Induction of Porphyrin Synthesis in Etiolated Bean Leaves by Chelators of Iron

Abstract

Primary leaves of 7- to 9-day-old etiolated seedlings of Phaseolus vulgaris L. var. Red Kidney infiltrated in darkness with aqueous solutions of α, α′-dipyridyl, o-phenanthroline, pyridine-2-aldoxime, pyridine-2-aldehyde, 8-hydroxyquinoline, or picolinic acid synthesize large amounts of magnesium protoporphyrin monomethyl ester and lesser amounts of magnesium protoporphyrin, protoporphyrin, and protochlorophyllide. Pigment formation proceeds in a linear manner for up to 21 hours after vacuum infiltration with 10 mm α, α′-dipyridyl. Etiolated tissues of Zea mays L., Cucumis sativus L., and Pisum sativum L. respond in the same way to dipyridyl treatment.
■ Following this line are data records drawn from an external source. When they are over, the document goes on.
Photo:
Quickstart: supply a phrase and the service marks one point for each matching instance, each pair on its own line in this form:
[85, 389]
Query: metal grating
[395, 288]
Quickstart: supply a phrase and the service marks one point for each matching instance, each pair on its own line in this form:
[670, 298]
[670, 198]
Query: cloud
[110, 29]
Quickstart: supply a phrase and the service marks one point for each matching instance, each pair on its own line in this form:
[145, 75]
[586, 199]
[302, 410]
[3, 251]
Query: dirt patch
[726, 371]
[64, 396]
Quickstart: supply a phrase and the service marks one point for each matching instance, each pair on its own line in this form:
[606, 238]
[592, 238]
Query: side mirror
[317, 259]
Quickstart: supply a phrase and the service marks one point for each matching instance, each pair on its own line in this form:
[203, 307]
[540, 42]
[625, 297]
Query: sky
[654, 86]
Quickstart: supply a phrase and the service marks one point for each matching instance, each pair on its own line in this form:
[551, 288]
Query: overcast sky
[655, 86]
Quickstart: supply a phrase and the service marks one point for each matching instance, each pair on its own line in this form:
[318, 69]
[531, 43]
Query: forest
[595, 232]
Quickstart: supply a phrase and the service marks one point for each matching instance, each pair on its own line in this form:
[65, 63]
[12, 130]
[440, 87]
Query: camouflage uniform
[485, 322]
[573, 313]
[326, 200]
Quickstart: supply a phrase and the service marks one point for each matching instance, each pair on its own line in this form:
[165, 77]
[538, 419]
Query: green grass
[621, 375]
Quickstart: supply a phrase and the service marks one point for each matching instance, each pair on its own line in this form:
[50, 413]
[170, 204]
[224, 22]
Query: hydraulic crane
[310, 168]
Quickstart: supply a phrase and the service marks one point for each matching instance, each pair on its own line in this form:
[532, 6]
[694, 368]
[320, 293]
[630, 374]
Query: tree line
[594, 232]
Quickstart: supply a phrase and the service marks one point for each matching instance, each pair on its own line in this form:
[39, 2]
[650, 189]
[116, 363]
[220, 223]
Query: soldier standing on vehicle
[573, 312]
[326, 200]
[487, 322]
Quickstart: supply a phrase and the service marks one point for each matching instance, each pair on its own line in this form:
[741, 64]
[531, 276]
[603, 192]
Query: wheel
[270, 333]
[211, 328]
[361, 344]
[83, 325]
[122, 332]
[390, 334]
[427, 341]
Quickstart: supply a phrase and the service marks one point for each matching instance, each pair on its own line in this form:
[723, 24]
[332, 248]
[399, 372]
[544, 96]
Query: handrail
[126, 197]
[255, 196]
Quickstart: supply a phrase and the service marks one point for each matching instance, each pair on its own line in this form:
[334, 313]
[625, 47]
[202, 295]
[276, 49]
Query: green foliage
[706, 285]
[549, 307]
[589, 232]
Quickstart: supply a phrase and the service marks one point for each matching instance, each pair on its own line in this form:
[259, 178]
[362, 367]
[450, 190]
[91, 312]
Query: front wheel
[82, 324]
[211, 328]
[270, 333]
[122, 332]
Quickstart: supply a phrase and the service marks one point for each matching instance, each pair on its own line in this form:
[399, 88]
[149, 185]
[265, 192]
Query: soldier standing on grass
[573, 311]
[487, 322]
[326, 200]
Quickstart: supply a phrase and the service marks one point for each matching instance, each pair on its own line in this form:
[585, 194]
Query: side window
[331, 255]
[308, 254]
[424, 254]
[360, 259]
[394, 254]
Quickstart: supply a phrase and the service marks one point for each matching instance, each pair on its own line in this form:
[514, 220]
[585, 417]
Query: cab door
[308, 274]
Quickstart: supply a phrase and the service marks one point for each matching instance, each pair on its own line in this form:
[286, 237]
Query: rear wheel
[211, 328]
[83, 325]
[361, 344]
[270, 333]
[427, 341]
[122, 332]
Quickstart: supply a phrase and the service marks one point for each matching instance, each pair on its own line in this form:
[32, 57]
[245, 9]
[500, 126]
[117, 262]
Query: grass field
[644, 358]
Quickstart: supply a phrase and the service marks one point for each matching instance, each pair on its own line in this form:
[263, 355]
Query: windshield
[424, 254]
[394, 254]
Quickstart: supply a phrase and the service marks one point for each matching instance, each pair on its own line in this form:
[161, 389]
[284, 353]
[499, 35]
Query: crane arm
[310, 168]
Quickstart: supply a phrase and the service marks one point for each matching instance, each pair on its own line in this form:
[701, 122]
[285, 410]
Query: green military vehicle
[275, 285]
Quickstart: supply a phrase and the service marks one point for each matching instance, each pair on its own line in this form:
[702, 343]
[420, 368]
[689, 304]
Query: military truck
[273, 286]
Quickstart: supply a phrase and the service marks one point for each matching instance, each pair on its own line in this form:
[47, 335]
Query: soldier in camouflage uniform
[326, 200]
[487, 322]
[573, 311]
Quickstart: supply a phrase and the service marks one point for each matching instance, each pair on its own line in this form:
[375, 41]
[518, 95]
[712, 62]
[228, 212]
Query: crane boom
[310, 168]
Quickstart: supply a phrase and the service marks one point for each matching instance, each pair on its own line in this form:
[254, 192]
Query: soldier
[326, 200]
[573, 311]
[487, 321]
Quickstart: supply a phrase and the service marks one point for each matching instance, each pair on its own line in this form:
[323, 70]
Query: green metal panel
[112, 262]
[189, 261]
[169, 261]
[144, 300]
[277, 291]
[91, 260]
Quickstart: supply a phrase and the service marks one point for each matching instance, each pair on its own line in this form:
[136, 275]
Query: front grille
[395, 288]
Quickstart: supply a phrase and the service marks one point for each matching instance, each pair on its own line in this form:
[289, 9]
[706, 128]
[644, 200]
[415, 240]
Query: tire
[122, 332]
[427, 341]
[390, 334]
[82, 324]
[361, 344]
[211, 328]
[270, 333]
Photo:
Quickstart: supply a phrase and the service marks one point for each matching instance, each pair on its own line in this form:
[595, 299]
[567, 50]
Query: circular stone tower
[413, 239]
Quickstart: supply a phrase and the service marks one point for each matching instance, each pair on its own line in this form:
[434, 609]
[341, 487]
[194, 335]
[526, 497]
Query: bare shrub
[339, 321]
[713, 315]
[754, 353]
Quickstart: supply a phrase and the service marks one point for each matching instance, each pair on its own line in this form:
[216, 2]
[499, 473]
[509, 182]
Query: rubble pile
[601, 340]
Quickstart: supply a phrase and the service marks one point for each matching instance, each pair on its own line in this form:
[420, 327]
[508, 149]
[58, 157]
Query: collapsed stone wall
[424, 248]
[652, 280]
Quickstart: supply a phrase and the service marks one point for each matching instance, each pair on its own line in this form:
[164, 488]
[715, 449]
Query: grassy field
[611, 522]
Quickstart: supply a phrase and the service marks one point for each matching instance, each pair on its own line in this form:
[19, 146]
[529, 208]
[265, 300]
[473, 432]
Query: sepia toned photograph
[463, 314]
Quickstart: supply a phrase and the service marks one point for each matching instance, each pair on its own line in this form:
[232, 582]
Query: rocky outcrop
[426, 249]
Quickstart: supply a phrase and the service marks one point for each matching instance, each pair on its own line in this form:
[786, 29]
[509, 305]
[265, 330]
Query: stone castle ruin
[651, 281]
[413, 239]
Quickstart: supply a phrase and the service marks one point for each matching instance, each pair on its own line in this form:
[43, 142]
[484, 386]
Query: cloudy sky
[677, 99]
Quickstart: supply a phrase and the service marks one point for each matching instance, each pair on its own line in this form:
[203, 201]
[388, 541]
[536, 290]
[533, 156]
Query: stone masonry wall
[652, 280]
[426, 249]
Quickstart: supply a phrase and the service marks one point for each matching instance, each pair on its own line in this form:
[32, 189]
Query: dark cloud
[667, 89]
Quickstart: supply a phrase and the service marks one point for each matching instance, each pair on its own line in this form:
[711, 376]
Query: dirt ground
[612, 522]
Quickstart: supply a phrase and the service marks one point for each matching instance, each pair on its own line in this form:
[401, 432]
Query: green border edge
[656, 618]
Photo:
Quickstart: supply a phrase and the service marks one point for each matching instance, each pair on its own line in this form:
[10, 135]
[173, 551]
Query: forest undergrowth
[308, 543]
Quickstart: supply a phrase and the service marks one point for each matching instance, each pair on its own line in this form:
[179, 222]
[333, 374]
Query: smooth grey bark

Compounds active in eliciting this response are aromatic heterocyclic nitrogenous bases which also act as bidentate chelators and form extremely stable complexes with iron; other metal ion chelators, such as ethylenediaminetetraacetic acid, salicylaldoxime, and sodium diethyldithiocarbamate, do not elicit any pigment synthesis. The ferrous, ferric, cobaltous, and zinc chelates of α, α′-dipyridyl are similarly ineffective. If levulinic acid is supplied to etiolated bean leaves together with α, α′-dipyridyl, porphyrin production is inhibited and δ-aminolevulinic acid accumulates in the tissue. Synthesis of porphyrins proceeds in the presence of 450 micrograms per milliliter chloramphenicol or 50 micrograms per milliliter cycloheximide with only partial diminution. We propose that heme or an iron-protein complex blocks the action of the enzyme(s) governing the synthesis of δ-aminolevulinic acid in etiolated leaves in the dark and that iron chelators antagonize this inhibition, leading to the biosynthesis of δ-aminolevulinic acid and porphyrins.